The location of the museum provides visitors with a rare opportunity to see inside a brothel. Throughout, there is text interpretation that provides information about sex trafficking in Houston. This is supported by a small collection of artefacts that have been collected by the museum's staff and volunteers when conducting field research with victims of trafficking in the city. The museum also draws attention to the victories of abolitionists in the past through text panels to inspire visitors to take action to end slavery in the present.
There are an estimated 136,000 people living on conditions of modern slavery un the United Kingdom (Global Slavery Index 2018). According to the 2017 annual figures provided by the National Crime Agency, 5, 145 potential victims of modern slavery were referred through the National Referral Mechanism in 2017, of whom 2,454 were female, 2688 were male and 3 were transgender, with 41% of all referrals being children at the time of exploitation. People are subjected to slavery in the UK in the form of domestic servitude, labour exploitation, organ harvesting and sexual exploitation, with the largest number of potential victims originating from Albania, China, Vietnam and Nigeria. This data however does not consider the unknown numbers of victims that are not reported.

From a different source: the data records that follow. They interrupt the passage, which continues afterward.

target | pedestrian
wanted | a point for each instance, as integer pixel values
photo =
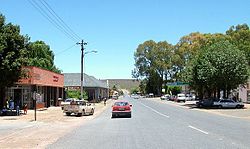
(25, 108)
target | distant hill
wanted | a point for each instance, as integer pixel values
(123, 83)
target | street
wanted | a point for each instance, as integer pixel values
(156, 126)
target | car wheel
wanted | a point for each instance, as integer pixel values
(79, 114)
(83, 112)
(238, 107)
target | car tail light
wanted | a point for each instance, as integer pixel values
(127, 108)
(115, 108)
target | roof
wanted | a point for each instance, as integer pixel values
(74, 79)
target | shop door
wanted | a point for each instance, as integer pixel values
(18, 97)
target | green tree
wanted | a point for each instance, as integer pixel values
(152, 61)
(12, 55)
(40, 55)
(240, 36)
(220, 66)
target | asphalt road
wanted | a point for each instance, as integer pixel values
(159, 126)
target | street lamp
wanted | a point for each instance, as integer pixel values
(82, 66)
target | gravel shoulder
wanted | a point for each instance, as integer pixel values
(23, 132)
(235, 113)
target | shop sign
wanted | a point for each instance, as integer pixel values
(55, 78)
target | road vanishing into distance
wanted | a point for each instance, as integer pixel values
(155, 125)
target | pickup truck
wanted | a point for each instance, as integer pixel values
(79, 107)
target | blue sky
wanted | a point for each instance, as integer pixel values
(116, 27)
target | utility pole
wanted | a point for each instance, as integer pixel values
(82, 57)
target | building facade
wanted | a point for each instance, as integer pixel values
(44, 86)
(244, 93)
(96, 89)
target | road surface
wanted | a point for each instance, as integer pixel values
(159, 126)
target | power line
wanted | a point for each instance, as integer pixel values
(59, 18)
(65, 50)
(51, 20)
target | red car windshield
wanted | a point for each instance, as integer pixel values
(121, 104)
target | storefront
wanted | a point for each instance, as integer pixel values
(96, 89)
(244, 93)
(44, 86)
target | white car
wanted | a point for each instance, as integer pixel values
(165, 97)
(67, 102)
(228, 103)
(181, 97)
(79, 107)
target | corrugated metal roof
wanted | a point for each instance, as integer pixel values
(74, 79)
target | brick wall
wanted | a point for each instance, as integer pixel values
(38, 76)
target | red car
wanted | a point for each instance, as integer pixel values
(121, 108)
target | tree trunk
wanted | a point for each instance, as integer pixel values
(2, 97)
(218, 93)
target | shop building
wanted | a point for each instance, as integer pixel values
(40, 84)
(244, 93)
(96, 89)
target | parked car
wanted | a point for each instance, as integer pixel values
(79, 107)
(66, 102)
(136, 96)
(189, 97)
(228, 103)
(115, 97)
(181, 97)
(121, 108)
(165, 97)
(151, 95)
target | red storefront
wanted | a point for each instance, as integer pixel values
(46, 85)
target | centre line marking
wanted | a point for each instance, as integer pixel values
(155, 110)
(198, 129)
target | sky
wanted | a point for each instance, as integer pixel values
(115, 28)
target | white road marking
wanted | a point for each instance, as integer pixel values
(198, 129)
(155, 110)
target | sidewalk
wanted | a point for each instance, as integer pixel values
(51, 124)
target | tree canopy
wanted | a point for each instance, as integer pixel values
(209, 62)
(12, 54)
(152, 61)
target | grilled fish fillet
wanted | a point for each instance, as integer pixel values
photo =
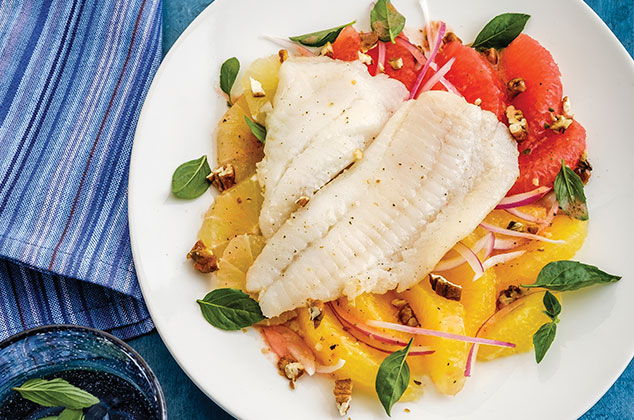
(438, 167)
(323, 111)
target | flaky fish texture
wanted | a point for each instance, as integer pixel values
(323, 111)
(438, 167)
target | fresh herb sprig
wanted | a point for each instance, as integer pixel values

Maya was just 12 years old when she was forced into the world of commercial sexual exploitation. Despite going to school, having foster parents and social workers, nobody in her life recognised the signs of her exploitation. Maya was finally rescued when a policeman refused to dismiss the signs and looked further in to her situation. Maya’s narrative demonstrates the importance of continued support for survivor’s of slavery.

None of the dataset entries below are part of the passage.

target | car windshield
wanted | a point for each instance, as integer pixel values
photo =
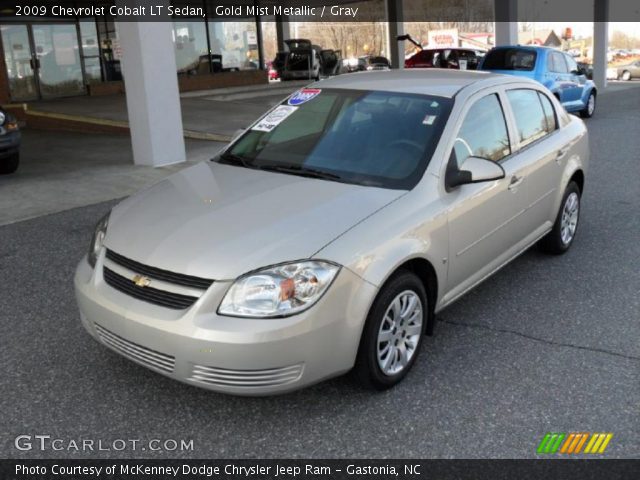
(382, 139)
(510, 59)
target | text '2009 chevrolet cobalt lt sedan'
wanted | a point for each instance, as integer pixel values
(327, 236)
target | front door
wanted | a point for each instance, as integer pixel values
(485, 219)
(42, 60)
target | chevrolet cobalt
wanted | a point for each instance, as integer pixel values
(326, 237)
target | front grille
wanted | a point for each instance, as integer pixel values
(246, 378)
(146, 356)
(158, 273)
(163, 298)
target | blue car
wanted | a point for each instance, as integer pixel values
(556, 70)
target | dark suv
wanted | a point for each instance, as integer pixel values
(456, 58)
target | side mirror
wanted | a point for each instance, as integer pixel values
(473, 170)
(238, 133)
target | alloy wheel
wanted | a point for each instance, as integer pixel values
(399, 333)
(569, 222)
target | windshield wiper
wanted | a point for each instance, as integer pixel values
(232, 159)
(302, 171)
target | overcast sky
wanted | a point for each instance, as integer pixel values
(585, 29)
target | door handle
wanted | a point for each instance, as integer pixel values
(515, 181)
(561, 153)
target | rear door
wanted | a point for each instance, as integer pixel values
(541, 152)
(558, 77)
(577, 81)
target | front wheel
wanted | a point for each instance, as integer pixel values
(560, 238)
(393, 333)
(590, 108)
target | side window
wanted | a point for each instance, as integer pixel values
(572, 65)
(549, 112)
(556, 63)
(530, 117)
(483, 132)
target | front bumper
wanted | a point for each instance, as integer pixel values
(229, 354)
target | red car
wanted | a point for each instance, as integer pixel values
(446, 58)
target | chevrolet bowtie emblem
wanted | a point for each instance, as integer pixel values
(141, 280)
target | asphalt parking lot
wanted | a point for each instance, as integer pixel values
(547, 344)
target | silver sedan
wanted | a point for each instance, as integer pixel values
(328, 235)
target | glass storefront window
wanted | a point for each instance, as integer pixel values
(190, 45)
(236, 43)
(110, 45)
(90, 52)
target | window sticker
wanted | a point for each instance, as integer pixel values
(304, 95)
(429, 119)
(274, 118)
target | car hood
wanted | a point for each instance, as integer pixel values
(220, 221)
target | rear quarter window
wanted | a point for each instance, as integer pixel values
(530, 117)
(510, 59)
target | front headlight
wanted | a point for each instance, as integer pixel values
(97, 239)
(278, 291)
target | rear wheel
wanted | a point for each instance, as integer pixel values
(10, 164)
(393, 333)
(590, 108)
(561, 237)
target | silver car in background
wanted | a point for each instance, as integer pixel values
(328, 235)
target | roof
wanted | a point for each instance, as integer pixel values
(424, 81)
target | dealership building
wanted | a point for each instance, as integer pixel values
(47, 57)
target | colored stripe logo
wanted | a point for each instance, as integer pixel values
(574, 443)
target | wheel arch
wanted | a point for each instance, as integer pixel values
(424, 270)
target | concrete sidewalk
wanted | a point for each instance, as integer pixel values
(206, 115)
(63, 170)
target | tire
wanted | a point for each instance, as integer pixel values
(559, 240)
(403, 290)
(10, 164)
(590, 109)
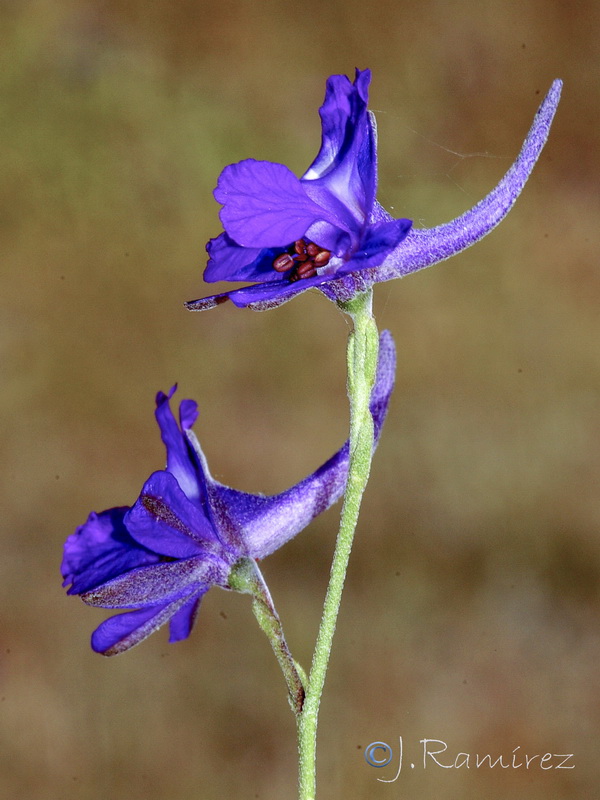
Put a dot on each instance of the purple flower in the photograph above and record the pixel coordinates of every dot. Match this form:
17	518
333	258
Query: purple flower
186	530
327	230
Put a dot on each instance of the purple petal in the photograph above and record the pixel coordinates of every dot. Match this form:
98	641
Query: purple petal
101	549
164	520
229	261
157	583
117	634
261	296
422	248
379	240
264	204
183	621
267	523
178	458
346	165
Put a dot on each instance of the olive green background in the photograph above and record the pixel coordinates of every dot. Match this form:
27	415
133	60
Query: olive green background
472	607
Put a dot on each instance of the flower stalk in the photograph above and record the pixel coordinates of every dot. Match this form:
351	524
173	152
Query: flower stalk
362	355
246	577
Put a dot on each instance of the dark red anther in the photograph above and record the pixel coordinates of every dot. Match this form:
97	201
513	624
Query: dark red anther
306	270
322	258
283	262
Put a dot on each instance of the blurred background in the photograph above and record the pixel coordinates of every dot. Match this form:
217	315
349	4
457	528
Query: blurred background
472	607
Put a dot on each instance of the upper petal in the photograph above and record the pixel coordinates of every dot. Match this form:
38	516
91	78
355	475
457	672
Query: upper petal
264	204
179	463
101	549
165	521
346	165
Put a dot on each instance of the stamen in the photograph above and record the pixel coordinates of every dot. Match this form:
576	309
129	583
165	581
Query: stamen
302	259
283	262
322	258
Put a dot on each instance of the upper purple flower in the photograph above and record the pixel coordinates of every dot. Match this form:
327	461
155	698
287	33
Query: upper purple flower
186	530
327	230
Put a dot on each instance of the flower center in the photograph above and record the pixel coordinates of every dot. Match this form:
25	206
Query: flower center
303	259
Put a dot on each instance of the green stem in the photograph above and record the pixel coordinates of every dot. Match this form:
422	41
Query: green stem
245	576
363	345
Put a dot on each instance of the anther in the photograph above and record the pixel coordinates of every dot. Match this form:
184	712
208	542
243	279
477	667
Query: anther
322	258
283	262
306	270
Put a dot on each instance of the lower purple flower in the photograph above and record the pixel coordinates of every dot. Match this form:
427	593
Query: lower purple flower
186	531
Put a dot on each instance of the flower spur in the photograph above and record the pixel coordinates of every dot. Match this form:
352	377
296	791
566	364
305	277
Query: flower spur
326	230
187	532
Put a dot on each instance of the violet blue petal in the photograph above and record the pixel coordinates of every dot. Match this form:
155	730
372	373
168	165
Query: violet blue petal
183	620
427	246
229	261
119	633
264	204
266	523
101	549
340	178
178	461
157	583
346	165
165	521
379	240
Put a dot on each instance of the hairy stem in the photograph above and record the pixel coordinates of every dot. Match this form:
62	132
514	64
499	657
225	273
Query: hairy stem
362	352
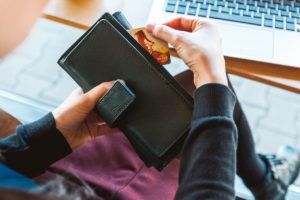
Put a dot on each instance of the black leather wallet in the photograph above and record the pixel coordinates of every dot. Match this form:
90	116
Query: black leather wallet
153	110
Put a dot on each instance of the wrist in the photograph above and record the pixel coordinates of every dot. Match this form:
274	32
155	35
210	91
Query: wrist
210	72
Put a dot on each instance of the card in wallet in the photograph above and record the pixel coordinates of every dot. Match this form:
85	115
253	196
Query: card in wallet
158	119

The United States is a source, transit, and destination country for men, women, transgender individuals, and children—both U.S. citizens and foreign nationals—subjected to sex trafficking and forced labour. Trafficking occurs in both legal and illicit industries, including in commercial sex, hospitality, traveling sales crews, agriculture, seafood, manufacturing, janitorial services, construction, restaurants, health care, care for persons with disabilities, salon services, fairs and carnivals, peddling and begging, drug smuggling and distribution, and child care and domestic work. This individual was sold into to slavery from Mexico to the US by her sister at the age of 13. Denied access to her baby, she was forced to provide sexual services for both men and women. Though she was promised her baby would be taken care of, neither she nor the baby were provided medical care and the baby died of leukaemia. This individual was finally able to escape out of a window and go to the police, however, after being deported to Tijuana returned to the US where her trafficker told her he was finally in love with her.